Gereserveerd voor de reciprociteitsbepaling die wordt ingevoegd bij nota van wijziging inhoudende het Deel Gedragstoezicht.

Artikelen 1:86 tot en met 1:92

De notificatieprocedure betreft enerzijds het bestuurlijk verkeer tussen de financiële onderneming en de toezichthouder met bijbehorende verplichtingen voor de financiële onderneming, anderzijds het bestuurlijk verkeer tussen de nationale toezichthouder en – ingeval van het openen van een bijkantoor of verrichten van diensten binnen de EU – de toezichthoudende instantie met bijbehorende verplichtingen voor de toezichthouder.

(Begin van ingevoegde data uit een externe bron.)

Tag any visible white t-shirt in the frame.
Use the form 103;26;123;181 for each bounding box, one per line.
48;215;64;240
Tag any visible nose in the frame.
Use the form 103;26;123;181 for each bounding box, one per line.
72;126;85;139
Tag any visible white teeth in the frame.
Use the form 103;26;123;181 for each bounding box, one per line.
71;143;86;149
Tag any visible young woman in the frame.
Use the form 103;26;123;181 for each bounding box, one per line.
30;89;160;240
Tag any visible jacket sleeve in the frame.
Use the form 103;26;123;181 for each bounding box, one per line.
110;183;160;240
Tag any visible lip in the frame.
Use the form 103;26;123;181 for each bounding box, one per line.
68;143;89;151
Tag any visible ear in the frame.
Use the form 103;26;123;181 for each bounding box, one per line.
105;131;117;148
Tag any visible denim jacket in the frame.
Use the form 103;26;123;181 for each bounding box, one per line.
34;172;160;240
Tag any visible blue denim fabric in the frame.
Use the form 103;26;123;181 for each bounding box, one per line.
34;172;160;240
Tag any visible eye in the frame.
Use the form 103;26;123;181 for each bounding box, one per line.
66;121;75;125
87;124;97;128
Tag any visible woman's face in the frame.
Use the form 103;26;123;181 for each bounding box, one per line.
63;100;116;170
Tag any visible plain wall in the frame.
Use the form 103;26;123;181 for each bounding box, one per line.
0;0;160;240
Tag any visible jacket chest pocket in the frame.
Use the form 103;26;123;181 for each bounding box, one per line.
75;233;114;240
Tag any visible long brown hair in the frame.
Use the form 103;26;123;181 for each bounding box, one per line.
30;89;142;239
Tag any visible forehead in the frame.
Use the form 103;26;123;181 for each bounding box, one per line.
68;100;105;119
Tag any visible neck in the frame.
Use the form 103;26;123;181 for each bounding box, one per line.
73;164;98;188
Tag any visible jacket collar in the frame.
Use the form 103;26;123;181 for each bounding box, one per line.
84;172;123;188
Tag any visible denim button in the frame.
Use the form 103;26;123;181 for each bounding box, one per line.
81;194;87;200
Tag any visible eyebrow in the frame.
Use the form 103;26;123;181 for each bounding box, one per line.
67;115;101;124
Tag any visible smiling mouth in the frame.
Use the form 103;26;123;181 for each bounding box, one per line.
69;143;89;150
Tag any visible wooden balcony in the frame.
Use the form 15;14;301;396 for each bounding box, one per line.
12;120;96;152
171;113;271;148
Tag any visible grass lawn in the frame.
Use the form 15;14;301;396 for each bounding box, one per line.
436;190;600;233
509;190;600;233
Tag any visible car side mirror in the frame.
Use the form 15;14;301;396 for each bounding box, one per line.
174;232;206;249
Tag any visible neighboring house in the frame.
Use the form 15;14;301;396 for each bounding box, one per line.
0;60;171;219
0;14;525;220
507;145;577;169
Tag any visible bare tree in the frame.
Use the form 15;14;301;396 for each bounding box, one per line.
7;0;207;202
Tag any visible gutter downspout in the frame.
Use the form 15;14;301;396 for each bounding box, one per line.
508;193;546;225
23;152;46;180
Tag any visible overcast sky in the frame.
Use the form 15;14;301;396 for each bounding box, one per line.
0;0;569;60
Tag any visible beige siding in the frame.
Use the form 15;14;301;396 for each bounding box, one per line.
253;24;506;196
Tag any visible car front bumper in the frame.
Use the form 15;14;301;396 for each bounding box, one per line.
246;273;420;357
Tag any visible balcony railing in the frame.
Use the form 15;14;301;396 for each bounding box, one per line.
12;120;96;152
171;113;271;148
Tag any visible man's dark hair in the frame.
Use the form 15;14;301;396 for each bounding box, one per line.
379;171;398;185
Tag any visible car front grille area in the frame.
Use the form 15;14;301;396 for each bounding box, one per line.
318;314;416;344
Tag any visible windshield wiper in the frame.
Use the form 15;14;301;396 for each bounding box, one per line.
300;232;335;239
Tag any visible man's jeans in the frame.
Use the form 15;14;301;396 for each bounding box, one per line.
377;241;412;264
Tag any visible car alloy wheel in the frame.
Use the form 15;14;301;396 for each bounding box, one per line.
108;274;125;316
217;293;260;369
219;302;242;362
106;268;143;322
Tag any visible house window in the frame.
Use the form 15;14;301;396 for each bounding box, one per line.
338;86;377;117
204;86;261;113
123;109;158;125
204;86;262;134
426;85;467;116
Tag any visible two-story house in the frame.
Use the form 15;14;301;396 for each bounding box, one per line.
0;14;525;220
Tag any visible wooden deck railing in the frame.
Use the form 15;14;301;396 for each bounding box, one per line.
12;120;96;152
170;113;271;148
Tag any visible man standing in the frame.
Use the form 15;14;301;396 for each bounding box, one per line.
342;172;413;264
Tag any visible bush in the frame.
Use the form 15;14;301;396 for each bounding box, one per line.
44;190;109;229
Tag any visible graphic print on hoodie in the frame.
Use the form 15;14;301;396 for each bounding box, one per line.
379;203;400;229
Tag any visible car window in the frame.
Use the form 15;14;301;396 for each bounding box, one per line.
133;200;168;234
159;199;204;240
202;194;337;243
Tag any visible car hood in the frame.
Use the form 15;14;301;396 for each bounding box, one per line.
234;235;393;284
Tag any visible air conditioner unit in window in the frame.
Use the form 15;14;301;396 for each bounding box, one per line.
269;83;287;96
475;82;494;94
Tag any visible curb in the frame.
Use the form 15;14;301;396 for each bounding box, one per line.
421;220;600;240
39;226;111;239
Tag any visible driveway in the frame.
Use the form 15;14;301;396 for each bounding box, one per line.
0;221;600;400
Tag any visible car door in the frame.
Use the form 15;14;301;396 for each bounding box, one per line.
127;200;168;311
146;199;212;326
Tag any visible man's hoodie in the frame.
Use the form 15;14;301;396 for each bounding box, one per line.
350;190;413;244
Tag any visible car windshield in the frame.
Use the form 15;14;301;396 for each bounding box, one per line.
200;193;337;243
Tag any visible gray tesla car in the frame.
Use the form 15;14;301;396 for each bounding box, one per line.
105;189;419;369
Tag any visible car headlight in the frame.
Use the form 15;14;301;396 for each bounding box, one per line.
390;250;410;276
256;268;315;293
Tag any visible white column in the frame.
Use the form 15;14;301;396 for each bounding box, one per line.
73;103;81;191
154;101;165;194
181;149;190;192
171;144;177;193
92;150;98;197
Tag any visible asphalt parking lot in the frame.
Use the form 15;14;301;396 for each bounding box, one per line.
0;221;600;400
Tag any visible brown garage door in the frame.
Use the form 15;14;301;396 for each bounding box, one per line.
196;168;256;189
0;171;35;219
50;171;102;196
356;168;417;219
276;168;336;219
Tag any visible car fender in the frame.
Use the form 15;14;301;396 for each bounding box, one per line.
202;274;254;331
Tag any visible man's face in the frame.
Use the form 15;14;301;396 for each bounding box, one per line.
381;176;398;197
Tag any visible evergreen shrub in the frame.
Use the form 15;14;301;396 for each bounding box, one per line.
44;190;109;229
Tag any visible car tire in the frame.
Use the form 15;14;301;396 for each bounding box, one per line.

In dit wetsvoorstel zijn de verplichtingen voor de toezichthouder (bijvoorbeeld het beoordelen van de notificatie-aanvraag en – ingeval van een positief oordeel – het doen van een mededeling aan de toezichthoudende instantie) in het Algemeen deel geregeld. De verplichtingen die rusten op de financiële onderneming (bijvoorbeeld het verstrekken van bepaalde gegevens) worden geregeld in de bijzondere delen. In de diverse richtlijnen is het doen van een mededeling van de toezichthouder aan de toezichthoudende instantie voor de financiële onderneming voorwaarde om een bijkantoor in een lidstaat te kunnen openen. De richtlijnen stellen dan ook de eis dat tegen het achterwege laten van een mededeling door de toezichthouder, beroep moet kunnen worden aangetekend. Teneinde deze procedurele waarborg te bieden, is het besluit-begrip geïntroduceerd. De notificatieprocedure betreft het verzoek van een financiële onderneming aan de toezichthouder tot doen van mededeling aan de toezichthoudende instantie om een bijkantoor in een andere lidstaat te openen. Dit verzoek is een aanvraag in de zin van artikel 1:3, derde lid, van de Awb, het al dan niet inwilligen daarvan een beschikking (artikel 1:3, tweede lid, Awb).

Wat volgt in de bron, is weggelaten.